The Final Agreement to End the Armed Conflict and Build a Stable and Lasting Peace (Acuerdo Final para la Terminación del Conflicto y la Construcción de una Paz Estable y Duradera) was signed between the Government of Colombia, led by President Juan Manuel Santos, and the Revolutionary Armed Forces of Colombia–People's Army (FARC-EP), represented by Rodrigo Londoño ("Timochenko"). Negotiations took place in Havana, Cuba, with Norway and Cuba as guarantor countries and Venezuela and Chile as accompanying states.
The text is organized around six substantive points:
- Comprehensive Rural Reform addressing land access and rural development.
- Political Participation opening democratic space for former combatants and opposition movements.
- End of the Conflict, including bilateral ceasefire, disarmament, and reincorporation of FARC members.
- Solution to the Illicit Drugs Problem, with voluntary crop substitution programs.
- Victims, creating the Comprehensive System of Truth, Justice, Reparation and Non-Repetition, including the Special Jurisdiction for Peace (JEP) and the Truth Commission.
- Implementation, Verification and Endorsement mechanisms, with a UN Verification Mission established by Security Council resolutions.
An initial version signed on 26 September 2016 in Cartagena was narrowly rejected in a 2 October 2016 plebiscite (50.2% "No"). A renegotiated text was signed on 24 November 2016 at the Teatro Colón in Bogotá and ratified by Congress shortly thereafter.

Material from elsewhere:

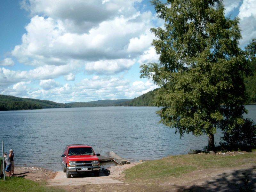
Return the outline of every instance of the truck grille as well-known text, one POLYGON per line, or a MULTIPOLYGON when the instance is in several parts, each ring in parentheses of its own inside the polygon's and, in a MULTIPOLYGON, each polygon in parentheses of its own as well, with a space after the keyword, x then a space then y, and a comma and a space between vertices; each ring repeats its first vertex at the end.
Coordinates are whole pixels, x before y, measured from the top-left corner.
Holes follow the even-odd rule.
POLYGON ((92 161, 76 161, 76 163, 92 163, 92 161))
POLYGON ((87 167, 89 166, 92 166, 92 164, 86 164, 84 165, 77 165, 76 166, 78 167, 87 167))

President Santos was awarded the 2016 Nobel Peace Prize for his efforts. The FARC subsequently demobilized roughly 13,000 combatants and militia members under UN monitoring and transformed into a political party (initially the Common Alternative Revolutionary Force, later renamed Comunes). Implementation has been uneven: dissident factions remain active, social leaders have been killed at high rates, and the ELN guerrilla group was not party to the accord. The agreement nonetheless remains a reference point for negotiated settlements globally.
Example
In November 2016, President Juan Manuel Santos and FARC commander Rodrigo Londoño signed the revised peace accord at Bogotá's Teatro Colón after voters rejected the original September version in a plebiscite.
Frequently asked questions
In the 2 October 2016 plebiscite, 50.2% voted No, with critics arguing the accord was too lenient on FARC commanders regarding prison sentences, political participation, and drug-trafficking offenses.